The court agrees with the decision in the Rooks case, but the facts and legal impact of Rooks are distinguishable from the facts in the case at bar. First and foremost, the in utero child in Rooks received a vaccine listed in the Vaccine Injury Table (MMR), but in the case at bar, Hyper-Tet is not a vaccine listed in the Vaccine Injury Table. Second, in Rooks, the chemical/biological components of the MMR vaccine allegedly entered the body of the petitioner/child through his mother, thus establishing a direct exposure to the vaccine, but in this case, the chemical/biological components of the tetanus vaccine did not enter into the body of Mr. Brausewetter. Instead, the components were injected into a third-party. The third-party's body produced tetanus antibodies. Those antibodies were removed from the third-party and placed into a syringe/vial. Finally, the substance was injected into Mr. Brausewetter.

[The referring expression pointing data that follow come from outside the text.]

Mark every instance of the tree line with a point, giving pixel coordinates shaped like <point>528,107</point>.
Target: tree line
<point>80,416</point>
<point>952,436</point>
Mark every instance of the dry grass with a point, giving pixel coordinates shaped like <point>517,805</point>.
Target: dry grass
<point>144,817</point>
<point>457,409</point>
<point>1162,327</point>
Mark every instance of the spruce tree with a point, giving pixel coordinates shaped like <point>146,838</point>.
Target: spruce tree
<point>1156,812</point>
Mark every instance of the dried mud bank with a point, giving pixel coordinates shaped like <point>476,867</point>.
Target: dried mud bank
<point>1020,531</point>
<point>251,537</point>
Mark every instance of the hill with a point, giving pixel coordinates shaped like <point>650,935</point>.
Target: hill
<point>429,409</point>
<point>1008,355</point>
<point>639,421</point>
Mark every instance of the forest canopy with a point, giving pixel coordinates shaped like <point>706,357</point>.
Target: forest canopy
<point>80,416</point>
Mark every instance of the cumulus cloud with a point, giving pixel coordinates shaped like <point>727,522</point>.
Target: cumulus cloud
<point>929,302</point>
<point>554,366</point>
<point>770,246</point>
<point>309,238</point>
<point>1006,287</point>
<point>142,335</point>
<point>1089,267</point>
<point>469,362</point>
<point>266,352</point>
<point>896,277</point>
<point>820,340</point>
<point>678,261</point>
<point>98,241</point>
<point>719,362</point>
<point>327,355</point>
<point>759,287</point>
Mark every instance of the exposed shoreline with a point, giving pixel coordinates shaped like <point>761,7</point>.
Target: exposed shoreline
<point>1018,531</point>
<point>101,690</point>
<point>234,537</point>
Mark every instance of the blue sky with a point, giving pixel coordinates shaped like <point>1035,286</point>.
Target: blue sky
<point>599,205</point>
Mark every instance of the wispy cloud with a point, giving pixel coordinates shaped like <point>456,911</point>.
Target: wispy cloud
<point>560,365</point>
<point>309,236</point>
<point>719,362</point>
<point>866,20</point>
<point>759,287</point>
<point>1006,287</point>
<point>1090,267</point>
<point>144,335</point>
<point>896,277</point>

Unlike the child in Rooks, the petitioner did not have a direct exposure to the vaccine components.

The Rooks decision specifically limits its holding to in utero children. The court found "that the Act provides for only two ways to be compensated: (1) receipt of a table vaccine or (2) contact with one who has received an oral polio vaccine [OPV]." Id. at 9. The court noted that the language cannot be expanded, for example, to compensate an injured person who had contact with one who was injected with the inactivated polio vaccine (IPV). See Staples v. Secretary of HHS, 30 Fed. Cl. 348 (1994)(mother contracted polio from her child who received a defective Cutter IPV). The court views the Staples decision as dispositive. This court does not have the authority to expand the language of the Act. The court views the Rooks decision as academic because in the final analysis petitioner's hurdle is the same: he received a vaccine which is not listed in the Vaccine Injury Table.

It is unfortunate that this case must be dismissed. However, this court is obligated to fulfill its congressionally mandated duty. This court is not the apposite forum to include petitioner's vaccine in the Vaccine Injury Table. As the Supreme Court has cautioned on several occasions, "the 'proper theater' *** 'is the halls of Congress.'" Keene Corp. v. United States, 113 S.Ct. 2035, 2045 (1993)(citing Smoot's Case, 15 Wall 36, 45 (1873)). The court enjoys no "liberty to add an exception ... [or] to remove apparent hardship." Id. Petitioner's only recourse is to file a claim in state court. Accordingly, this petition is DISMISSED with prejudice pursuant to Vaccine Rule 21.(2)


In the absence of a motion for review filed pursuant to RCFC, Appendix J, the clerk is directed to enter judgment accordingly.


IT IS SO ORDERED.

Richard B. Abell

Special Master

1. 1 The statutory provisions governing the Vaccine Act are found in 42 U.S.C.A. §§ 300aa-1 et seq. (West 1991 & Supp. 1998). Reference will be to the relevant subsection of 42 U.S.C.A. §300aa.

2. The court notes that since this is not a case concerning jurisdiction, as a violation of § 11(a) would be, petitioner's counsel is not barred from receiving attorney's fees and costs.